Melissa Fleming, head of communications and chief spokesperson for the United Nations High Commissioner for Refugees (UNHCR), says with the return of Taliban rule to Afghanistan, many Afghan women are desperate to leave the country.
“Fearing a return to the dark days, many Afghan women are desperate to leave. Only a fraction will succeed, leaving millions at the mercy of the new regime,” Ms Fleming said.
Ms Fleming, who stated this on Friday in an article titled Why we will continue to press for educating Afghan girls said the dreams of millions of Afghan girls could be in jeopardy due to the recent takeover by the Taliban.
She said that Afghan girls’ access to education will be adopted as a key indicator in assessing the Taliban commitment to human rights.
“The Taliban has made statements in recent days pledging to uphold the rights of women to work and of girls to go to school. The world is watching closely.
“Girls’ access to all levels of education will be taken as a key indicator of the Taliban’s commitment to human rights. And as UN rights chief Michelle Bachelet has warned, those and other hard-won women’s rights are “fundamental red lines,” not to be crossed,” she said.
Reflecting on the misrule of the Taliban government between 1996 and 2001, when women and girls were denied education, the UN spokeswoman said the world could not afford to have an Afghan government that would ban girls and women from studying.
She restated the United Nations commitment not to stop supporting Afghan girls’ education, one that has been on for over a decade since 2004 when a new constitution laid down the right to free education for all citizens, women inclusive.

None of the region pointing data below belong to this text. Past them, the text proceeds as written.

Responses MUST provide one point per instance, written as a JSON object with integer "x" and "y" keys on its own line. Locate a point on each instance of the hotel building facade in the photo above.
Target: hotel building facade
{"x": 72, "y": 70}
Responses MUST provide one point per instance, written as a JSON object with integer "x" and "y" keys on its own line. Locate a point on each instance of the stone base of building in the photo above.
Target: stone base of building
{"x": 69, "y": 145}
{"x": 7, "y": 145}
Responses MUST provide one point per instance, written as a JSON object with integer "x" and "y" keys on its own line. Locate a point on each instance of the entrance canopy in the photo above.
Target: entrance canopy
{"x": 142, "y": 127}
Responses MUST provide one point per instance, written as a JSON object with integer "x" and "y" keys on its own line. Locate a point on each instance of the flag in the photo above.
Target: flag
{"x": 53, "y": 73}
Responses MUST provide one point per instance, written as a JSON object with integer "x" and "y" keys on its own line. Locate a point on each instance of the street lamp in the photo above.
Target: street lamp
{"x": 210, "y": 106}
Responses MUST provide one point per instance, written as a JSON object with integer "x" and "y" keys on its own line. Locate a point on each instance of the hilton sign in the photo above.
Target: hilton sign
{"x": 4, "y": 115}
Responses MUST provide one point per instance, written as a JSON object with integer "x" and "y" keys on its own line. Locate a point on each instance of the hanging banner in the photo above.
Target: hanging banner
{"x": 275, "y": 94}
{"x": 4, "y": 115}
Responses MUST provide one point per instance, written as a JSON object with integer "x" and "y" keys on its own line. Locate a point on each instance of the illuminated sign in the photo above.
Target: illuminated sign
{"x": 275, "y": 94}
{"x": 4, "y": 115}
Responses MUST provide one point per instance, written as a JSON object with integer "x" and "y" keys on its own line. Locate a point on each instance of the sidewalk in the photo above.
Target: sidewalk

However, after the Taliban ousted the government of President Ashraf Ghani, uncertainty has continued to surround the continuance of education of the Afghan girl child.
Recall that Afghan athlete Zakia Khudadadi in August said she felt imprisoned after the country’s paralympic committee said there was no chance for her and another female athlete to participate at the Tokyo 2020 Paralympic Games.
Ms Khadadadi would have been her country’s first female competitor at a Paralympic Game.